Pour Arielle...la suite d'Antonella...et pour les autres aussi, vieux jaloux!!!
Entre 20 et 40 ans, j’ai vécu dans une bulle. Un mariage et quatre naissances, désirées ou non, m’avaient enfermée dans une vie sans surprise. Et presque sans chagrin, quoique…au fil des années ; une monotonie, un ennui, une douleur larvée jamais avouée, m’avait éloignée de moi- même…J’étais, bon an, mal an devenue une mère de famille. Etant orpheline de mère depuis l’âge de six ans, je n’avais pas non plus d’aide, de conseil, ni même de modèle. Malgré de beaux enfants et un mari haut de gamme, je descendais gentiment une pente douce, tantôt asthénique, tantôt insomniaque, jusqu’au jour où mon ange gardien, moins coûteux qu’un psychanalyste, me susurra à l’oreille de judicieux conseils…me rappela « que j’avais un métier, infirmière, et que peut-être…en me remuant un peu les fesses….en en parlant autour de moi…en faisant garder les enfants… en suivant un stage de réadaptation…. »
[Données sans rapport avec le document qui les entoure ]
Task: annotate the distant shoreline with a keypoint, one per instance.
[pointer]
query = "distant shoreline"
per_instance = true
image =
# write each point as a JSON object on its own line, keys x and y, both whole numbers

Le mois suivant, dans un simple dispensaire de la Croix- Rouge, je réapprenais mon métier. Il y avait vingt ans que je n’avais pas fait une injection intra-veineuse. L’infirmier qui dirigeait le centre de soins, Monsieur Larchaume, avait un aspect et un caractère très protecteur, un mètre quatre vingt quatorze et cent vingt kilos. Il fut une mère pour moi, me guidant à chaque petite difficulté, m’aidant à surmonter mes peurs.
Un matin, Monsieur Larchaume est arrivé en disant : « Le poste d’infirmière à la prison du Havre est vacant. »
J’ai su tout de suite que ce poste était pour moi.
35 heures par semaine ( c’est une coïncidence !),un petit salaire versé par la Croix rouge qui serait mon patron.
Je fus seule à me présenter, fis la connaissance du directeur et des surveillants et entrai pour la première fois de ma vie dans une prison ; une maison d’arrêt où les détenus attendent leurs procès ou purge une peine de moins d’un an.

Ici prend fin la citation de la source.